Enhancing Protein Fitness with Deep Learning

Dual Degree Thesis on sequence-structure fusion using LMs and GNNs for function prediction and generative sequence design

Dual Degree Thesis | August 2023 - June 2024
Guides: Dr. Radhakrishnan Mahadevan (University of Toronto), Dr. Nirav Bhatt (IIT Madras)
Nominated for Best Thesis in Data Science Award

Overview

This thesis explores the fusion of sequence and structural information to predict protein function and generate novel sequences with enhanced properties using deep learning.

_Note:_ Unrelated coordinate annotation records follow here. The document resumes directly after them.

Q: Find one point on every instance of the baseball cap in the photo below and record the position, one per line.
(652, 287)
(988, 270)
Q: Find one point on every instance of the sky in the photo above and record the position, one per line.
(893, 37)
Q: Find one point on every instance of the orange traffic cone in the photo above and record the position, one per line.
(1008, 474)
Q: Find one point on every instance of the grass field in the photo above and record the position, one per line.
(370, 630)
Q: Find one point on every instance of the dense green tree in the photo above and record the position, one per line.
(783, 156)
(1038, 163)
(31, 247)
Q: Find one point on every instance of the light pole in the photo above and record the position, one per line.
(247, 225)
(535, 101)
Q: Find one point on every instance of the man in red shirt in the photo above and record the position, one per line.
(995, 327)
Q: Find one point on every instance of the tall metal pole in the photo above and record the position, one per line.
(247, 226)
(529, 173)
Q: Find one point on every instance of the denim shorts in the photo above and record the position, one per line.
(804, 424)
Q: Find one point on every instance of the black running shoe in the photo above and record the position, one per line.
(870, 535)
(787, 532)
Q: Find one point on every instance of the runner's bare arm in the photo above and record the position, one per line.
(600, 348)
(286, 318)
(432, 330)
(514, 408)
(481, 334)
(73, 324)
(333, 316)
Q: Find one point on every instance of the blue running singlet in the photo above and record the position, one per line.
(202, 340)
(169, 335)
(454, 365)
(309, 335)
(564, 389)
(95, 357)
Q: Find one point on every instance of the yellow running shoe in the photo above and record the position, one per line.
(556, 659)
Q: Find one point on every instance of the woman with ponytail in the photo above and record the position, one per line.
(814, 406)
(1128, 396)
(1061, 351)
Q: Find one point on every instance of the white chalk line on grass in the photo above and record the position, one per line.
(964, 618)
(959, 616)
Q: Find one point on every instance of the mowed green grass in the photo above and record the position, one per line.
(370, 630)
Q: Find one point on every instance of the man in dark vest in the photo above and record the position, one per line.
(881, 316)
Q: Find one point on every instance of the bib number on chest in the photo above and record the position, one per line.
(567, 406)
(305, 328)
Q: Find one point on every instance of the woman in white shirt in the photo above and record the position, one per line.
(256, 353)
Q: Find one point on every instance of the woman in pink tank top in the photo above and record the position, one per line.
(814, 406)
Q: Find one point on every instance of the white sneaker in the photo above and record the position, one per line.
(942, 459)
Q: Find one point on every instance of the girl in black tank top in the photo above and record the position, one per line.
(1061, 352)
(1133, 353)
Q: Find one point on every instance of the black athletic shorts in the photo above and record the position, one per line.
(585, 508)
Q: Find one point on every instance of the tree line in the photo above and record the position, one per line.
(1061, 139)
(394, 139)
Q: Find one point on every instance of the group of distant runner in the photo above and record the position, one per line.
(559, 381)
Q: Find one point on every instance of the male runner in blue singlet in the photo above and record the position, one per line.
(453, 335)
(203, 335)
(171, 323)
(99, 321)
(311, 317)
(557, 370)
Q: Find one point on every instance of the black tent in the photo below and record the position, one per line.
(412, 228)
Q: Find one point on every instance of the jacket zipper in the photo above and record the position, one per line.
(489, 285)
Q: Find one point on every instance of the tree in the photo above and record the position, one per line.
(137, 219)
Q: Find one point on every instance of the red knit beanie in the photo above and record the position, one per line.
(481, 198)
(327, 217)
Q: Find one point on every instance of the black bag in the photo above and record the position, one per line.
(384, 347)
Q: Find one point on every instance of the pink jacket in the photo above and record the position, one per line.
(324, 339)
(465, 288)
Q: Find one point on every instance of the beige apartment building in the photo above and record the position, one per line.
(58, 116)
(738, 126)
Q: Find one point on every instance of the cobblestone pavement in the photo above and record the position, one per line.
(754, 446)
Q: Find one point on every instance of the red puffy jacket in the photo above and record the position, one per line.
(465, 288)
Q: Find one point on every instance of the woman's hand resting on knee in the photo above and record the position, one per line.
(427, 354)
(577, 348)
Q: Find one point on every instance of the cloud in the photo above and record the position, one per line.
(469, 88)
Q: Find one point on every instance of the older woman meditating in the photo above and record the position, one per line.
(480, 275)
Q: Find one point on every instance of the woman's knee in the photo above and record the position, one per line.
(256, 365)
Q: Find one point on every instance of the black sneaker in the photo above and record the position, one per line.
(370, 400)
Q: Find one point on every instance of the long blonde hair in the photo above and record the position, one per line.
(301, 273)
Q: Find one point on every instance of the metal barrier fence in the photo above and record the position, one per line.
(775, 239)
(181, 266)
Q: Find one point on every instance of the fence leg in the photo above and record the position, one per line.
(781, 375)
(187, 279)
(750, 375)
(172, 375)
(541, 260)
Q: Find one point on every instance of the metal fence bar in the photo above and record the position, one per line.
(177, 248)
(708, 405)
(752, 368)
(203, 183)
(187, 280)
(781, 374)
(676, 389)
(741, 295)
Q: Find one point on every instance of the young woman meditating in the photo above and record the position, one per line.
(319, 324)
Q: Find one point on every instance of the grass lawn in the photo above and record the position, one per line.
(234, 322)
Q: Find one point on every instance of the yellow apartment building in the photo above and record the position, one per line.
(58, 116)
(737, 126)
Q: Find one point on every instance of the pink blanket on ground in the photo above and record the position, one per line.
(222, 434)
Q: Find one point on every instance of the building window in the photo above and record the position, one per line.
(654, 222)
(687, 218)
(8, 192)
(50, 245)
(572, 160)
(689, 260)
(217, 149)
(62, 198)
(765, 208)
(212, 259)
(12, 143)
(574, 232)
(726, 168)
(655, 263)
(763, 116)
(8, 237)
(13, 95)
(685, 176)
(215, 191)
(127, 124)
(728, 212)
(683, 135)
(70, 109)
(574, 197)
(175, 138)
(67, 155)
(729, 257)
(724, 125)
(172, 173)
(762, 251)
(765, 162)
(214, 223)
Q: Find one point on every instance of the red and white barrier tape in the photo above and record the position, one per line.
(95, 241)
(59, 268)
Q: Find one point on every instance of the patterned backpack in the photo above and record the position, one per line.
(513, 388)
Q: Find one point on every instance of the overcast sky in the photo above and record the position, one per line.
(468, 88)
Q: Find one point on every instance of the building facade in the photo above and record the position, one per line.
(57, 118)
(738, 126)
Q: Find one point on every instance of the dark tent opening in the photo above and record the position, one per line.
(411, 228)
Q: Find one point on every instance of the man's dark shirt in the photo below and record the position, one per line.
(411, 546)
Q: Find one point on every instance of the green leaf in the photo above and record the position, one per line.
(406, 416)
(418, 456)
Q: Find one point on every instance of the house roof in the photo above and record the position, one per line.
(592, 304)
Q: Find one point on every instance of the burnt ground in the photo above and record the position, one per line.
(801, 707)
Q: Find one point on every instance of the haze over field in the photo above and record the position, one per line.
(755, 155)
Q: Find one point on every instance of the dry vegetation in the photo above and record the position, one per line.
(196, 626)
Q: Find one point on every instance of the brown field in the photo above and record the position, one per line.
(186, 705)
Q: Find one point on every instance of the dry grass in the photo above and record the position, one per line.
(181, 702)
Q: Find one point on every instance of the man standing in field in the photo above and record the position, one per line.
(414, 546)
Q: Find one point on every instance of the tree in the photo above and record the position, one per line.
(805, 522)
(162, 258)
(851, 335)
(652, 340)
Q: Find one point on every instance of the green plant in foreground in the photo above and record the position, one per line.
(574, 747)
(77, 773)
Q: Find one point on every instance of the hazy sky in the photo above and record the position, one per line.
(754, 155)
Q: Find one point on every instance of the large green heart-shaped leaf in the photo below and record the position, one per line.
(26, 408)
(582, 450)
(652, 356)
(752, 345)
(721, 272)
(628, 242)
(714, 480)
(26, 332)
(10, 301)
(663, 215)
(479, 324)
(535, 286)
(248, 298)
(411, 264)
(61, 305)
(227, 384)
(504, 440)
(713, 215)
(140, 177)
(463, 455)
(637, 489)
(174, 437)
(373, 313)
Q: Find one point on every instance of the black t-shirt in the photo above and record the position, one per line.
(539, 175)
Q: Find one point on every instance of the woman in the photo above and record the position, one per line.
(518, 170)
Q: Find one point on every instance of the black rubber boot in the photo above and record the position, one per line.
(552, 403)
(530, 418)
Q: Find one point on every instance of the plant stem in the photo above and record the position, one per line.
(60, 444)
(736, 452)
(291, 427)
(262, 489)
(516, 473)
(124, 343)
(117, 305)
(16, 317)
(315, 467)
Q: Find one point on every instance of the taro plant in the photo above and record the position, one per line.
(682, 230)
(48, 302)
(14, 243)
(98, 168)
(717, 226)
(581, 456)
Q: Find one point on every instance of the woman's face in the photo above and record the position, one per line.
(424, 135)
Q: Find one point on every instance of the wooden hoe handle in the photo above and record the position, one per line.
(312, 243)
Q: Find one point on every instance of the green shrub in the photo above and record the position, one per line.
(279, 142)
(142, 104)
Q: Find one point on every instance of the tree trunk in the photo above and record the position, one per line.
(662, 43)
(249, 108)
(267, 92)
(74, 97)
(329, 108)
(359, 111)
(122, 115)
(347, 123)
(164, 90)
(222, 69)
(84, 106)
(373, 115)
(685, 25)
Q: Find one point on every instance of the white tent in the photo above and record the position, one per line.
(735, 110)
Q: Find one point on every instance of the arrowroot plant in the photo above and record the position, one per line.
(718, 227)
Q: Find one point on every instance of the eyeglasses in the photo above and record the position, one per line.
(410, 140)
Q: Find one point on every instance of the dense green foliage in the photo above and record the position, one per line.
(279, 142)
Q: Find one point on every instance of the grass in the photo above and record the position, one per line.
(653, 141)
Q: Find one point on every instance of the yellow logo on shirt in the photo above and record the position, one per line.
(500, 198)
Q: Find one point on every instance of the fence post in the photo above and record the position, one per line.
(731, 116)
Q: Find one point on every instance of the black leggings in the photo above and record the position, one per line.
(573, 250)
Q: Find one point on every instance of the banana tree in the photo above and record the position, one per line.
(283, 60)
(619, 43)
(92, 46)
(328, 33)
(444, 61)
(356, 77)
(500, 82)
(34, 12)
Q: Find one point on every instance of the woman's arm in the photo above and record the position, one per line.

The work demonstrates state-of-the-art performance on PEER and FLIP benchmarks.

Key Contributions

1. Sequence-to-Function Learning Pipeline

  • Employed competitive convolutional and attention-based pooling architectures for sequence-to-function learning
  • Utilized OmegaFold to predict structures for all sequences in curated datasets
  • Created structure-aware graphs encoding dihedral angles, sidechains, and orientations as features
  • Designed custom PyTorch data loaders for efficient processing of large-scale protein datasets
End-to-end pipeline for protein function prediction using sequence and structure fusion.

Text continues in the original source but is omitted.